Hacker News new | ask | show | jobs
by colah3 3384 days ago
You're absolutely right that this is a lot of work, and not many ML researchers have all the skills needed for it.

In the short term, Distill's editorial assistance will help authors produce outstanding papers, although they need to be willing to work as well.

In the longer-term, I'd like to explore match making between data visualization people who would like to get into machine learning and machine learning researchers publishing papers.

And in the very long term, I think the right solution is to add a new component to the research ecosystem. Just like we we have people who specialize as research engineers, theoreticians, and experimentalists, I'd like to have a respected "research distiller" specialization. Eventually, I'd like to try and start special grants for research groups to have someone focused on this.

6 comments

I fall into the longer-term category as a front end data visualization person who would like to learn more ML. Please reach out to me if you're looking for JS volunteer to help with code review, visualization polish, or implementing new visualizations.
I already know a guy who's doing this. Although he chose to publish very short videos on various research (including many AI/ML), the concept and goal is more or less the same.

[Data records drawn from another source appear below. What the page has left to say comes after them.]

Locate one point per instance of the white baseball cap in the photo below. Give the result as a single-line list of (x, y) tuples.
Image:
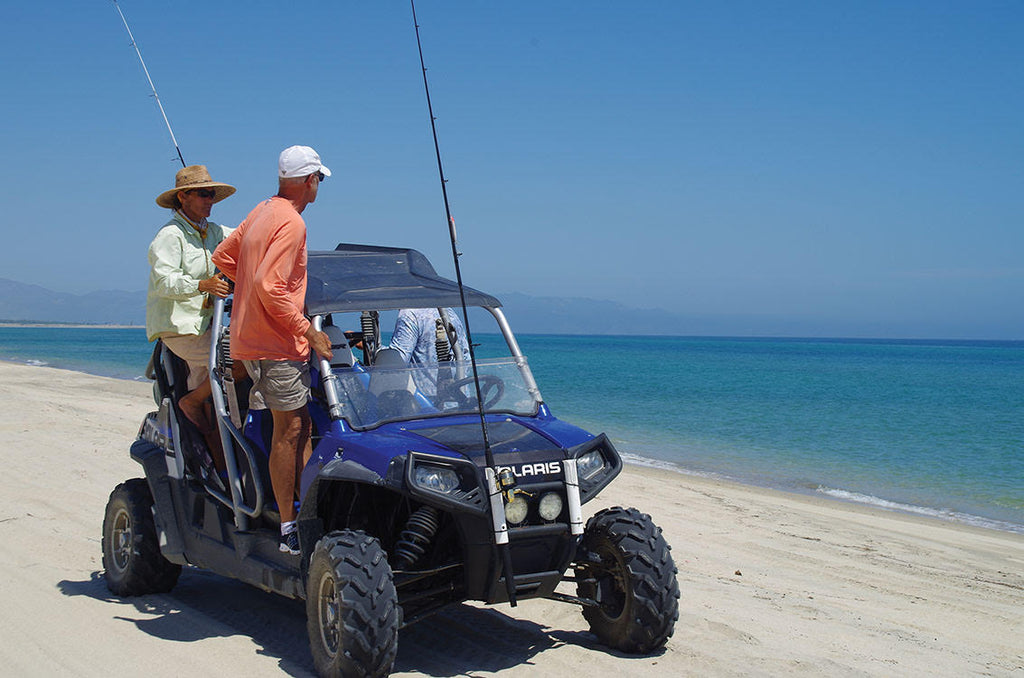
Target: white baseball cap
[(300, 161)]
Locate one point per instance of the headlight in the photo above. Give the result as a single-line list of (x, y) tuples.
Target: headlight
[(434, 478), (515, 511), (550, 506), (588, 465)]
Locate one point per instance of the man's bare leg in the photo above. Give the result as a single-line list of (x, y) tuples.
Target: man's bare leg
[(290, 450)]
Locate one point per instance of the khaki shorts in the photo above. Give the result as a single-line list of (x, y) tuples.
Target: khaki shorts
[(282, 385), (194, 349)]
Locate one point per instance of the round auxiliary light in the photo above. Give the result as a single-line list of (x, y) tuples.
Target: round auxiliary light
[(588, 465), (550, 506), (515, 511)]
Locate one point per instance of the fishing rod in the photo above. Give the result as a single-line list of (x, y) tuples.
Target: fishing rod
[(496, 482), (152, 86)]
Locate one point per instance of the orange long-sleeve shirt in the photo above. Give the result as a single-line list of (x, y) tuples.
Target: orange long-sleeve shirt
[(266, 258)]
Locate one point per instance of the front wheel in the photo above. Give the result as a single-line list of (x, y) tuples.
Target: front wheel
[(352, 613), (625, 565), (132, 562)]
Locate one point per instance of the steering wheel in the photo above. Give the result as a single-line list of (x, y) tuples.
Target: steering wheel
[(488, 382)]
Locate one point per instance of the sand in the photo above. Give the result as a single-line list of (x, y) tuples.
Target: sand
[(772, 584)]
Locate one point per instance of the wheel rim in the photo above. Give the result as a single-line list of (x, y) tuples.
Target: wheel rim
[(121, 541), (611, 591), (328, 615)]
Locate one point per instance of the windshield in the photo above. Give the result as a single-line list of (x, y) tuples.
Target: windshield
[(373, 395)]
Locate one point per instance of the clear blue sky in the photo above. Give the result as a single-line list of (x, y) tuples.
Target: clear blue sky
[(850, 169)]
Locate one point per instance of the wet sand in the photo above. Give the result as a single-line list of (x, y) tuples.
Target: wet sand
[(771, 584)]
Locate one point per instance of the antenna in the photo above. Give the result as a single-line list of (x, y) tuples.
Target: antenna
[(152, 86), (496, 481)]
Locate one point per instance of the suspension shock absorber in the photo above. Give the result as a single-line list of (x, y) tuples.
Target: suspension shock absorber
[(368, 321), (415, 539), (440, 342)]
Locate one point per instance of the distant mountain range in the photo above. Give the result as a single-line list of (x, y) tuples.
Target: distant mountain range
[(527, 314), (31, 303)]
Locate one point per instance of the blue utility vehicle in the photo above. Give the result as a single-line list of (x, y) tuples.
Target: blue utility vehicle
[(402, 509)]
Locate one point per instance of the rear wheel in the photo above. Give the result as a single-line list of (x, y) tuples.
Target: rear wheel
[(352, 613), (626, 566), (132, 562)]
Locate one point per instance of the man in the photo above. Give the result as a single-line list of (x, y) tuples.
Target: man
[(266, 258), (418, 335), (181, 281)]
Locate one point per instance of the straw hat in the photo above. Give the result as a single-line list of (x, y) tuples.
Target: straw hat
[(194, 176)]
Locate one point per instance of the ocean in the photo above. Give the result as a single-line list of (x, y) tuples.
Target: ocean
[(927, 427)]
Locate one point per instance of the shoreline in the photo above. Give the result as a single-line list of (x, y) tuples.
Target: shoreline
[(772, 583), (85, 326), (838, 496)]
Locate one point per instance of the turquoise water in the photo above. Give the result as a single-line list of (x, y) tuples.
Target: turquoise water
[(933, 427)]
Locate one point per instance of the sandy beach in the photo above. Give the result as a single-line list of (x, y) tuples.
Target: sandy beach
[(771, 584)]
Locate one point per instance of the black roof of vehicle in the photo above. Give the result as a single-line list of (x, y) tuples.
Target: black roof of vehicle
[(354, 278)]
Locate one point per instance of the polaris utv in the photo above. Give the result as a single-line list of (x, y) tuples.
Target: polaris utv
[(427, 486)]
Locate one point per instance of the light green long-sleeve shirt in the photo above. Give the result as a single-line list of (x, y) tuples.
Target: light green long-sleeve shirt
[(179, 258)]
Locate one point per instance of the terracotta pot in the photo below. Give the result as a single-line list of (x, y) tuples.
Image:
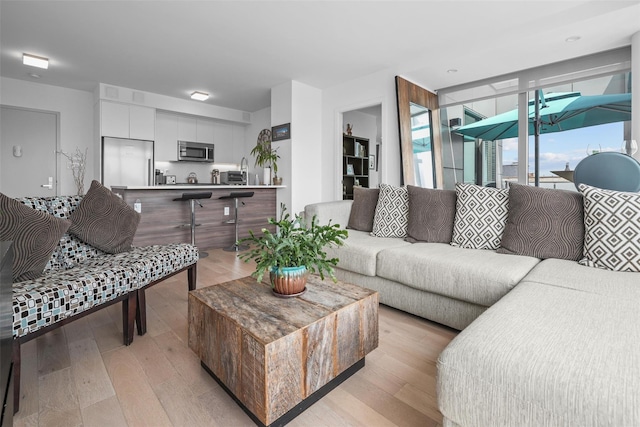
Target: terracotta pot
[(288, 280)]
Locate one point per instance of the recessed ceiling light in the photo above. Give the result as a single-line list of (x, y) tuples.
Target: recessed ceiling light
[(35, 61), (199, 96)]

Two Minute Papers on YouTube:

https://www.youtube.com/user/keeroyz/videos

Karoly does lovely work! :)
As another designer + researcher with a varied background and an interest in data viz as well as ML, I am super interested in this as a potential contributor. I have experience creating an interactive visualization interface for simple ML algorithms (which has been used by professors in the life sciences department to understand / get a new perspective on what's happening). I would LOVE to be able to be involved with Distill.

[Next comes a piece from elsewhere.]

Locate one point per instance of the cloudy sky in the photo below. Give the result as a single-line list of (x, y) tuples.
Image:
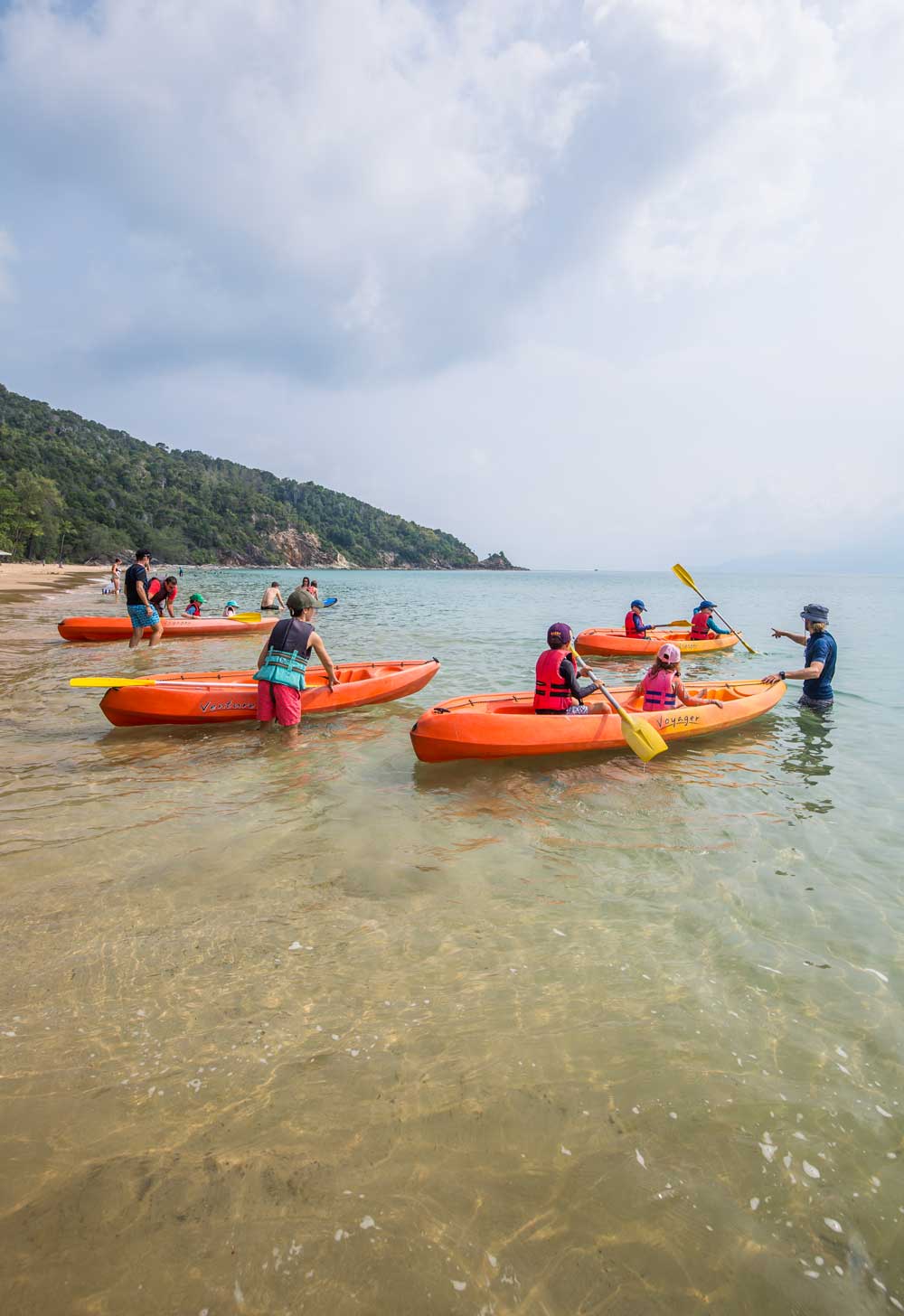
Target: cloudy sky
[(606, 283)]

I have actually been meaning to write a paper on my findings and have been looking for journals to write for. However it doesn't quite "fit" with most journals. Distill looks like it's more catered to "professional" machine learning people, at least for now. Is there any way that somebody with my background (design+data viz+development+interest and curiosity to learn ML) could be involved with Distill?

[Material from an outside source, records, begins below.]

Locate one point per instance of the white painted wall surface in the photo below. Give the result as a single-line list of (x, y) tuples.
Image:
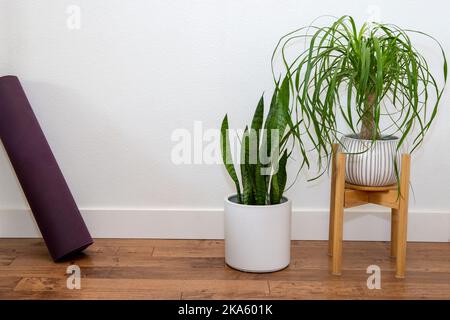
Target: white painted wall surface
[(110, 94)]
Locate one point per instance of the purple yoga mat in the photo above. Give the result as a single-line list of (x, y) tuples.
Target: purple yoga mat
[(45, 188)]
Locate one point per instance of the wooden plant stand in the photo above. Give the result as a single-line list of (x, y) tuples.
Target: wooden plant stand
[(345, 195)]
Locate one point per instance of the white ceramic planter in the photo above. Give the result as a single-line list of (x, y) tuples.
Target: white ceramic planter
[(257, 238), (370, 164)]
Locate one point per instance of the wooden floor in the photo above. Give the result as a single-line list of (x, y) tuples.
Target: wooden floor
[(195, 269)]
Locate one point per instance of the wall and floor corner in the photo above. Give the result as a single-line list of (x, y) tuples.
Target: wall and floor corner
[(110, 92)]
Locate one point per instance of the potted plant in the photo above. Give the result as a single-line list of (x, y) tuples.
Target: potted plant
[(371, 83), (258, 216)]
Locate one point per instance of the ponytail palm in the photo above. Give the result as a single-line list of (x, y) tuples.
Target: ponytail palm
[(374, 78)]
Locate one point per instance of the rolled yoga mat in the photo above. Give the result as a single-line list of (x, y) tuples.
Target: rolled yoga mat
[(45, 188)]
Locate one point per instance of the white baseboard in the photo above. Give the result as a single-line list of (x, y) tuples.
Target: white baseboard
[(427, 226)]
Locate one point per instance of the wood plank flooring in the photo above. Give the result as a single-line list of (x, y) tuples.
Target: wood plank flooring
[(195, 269)]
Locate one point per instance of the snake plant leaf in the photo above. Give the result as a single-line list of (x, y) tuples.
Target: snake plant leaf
[(278, 183), (226, 155), (247, 192), (258, 180)]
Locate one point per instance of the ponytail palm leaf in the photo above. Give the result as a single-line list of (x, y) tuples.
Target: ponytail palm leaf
[(374, 78)]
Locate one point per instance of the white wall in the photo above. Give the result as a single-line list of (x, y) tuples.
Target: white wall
[(109, 95)]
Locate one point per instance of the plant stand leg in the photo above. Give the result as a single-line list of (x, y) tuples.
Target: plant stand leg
[(332, 201), (403, 218), (394, 232), (338, 223)]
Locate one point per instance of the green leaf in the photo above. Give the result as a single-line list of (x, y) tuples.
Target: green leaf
[(226, 155), (247, 193)]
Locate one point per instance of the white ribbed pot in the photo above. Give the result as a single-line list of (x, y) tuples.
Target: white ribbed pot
[(370, 164), (257, 238)]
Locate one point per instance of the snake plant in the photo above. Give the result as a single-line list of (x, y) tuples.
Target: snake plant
[(262, 169), (374, 78)]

> Is there any way that somebody with my background (design+data viz+development+interest and curiosity to learn ML) could be involved with Distill?

Absolutely. We know a number of leading ML researchers who would love to publish papers as Distill articles but don't have the design/data vis skills. We'd like to facilitate collaborations which would lead to data vis people co-authoring cutting edge research papers.

This is very exciting. How are you looking at facilitating these collaborations? Will there be a listing of sorts, where, say, ML researchers would say "I need a dataviz guy" and then dataviz specialists can apply, almost like a job (or rather more like matchmaking I guess--bad analogy)?

Or would said facilitation be done by the admins / editors / steering committee? If so, then how do you plan on finding dataviz people? I'm asking this in particular because I would imagine that people who have ML findings to talk about would probably contact you ("I researched such and such, and found such and such. Now I would love to publish in Distill"). But I wonder if data visualization specialists would do the same thing. Contacting with "hey, I love data viz, would love to collaborate with somebody looking for one" feels a little inappropriate to me.

Thoughts?

> In the longer-term, I'd like to explore match making between data visualization people who would like to get into machine learning and machine learning researchers publishing papers.

As a data viz person, I would be absolutely thrilled to work on this, I'm trying to scratch time here and there to position myself better in that respect, learning more and trying to bridge that gap.

I left a comment on your blog announcement to this effect, but I'd love to be a "research distiller" :)
You already are. :) Love your blog.
Well, to be paid as such :)

And I rarely cover recent work.

  > In the longer-term, I'd like to explore match making
  > between data visualization people who would like to
  > get into machine learning and machine learning
  > researchers publishing papers.
I'm into data viz and interested in doing this. I'm currently plowing through the Fast.AI course, and was actually already considering creating visualisations to help test my thinking.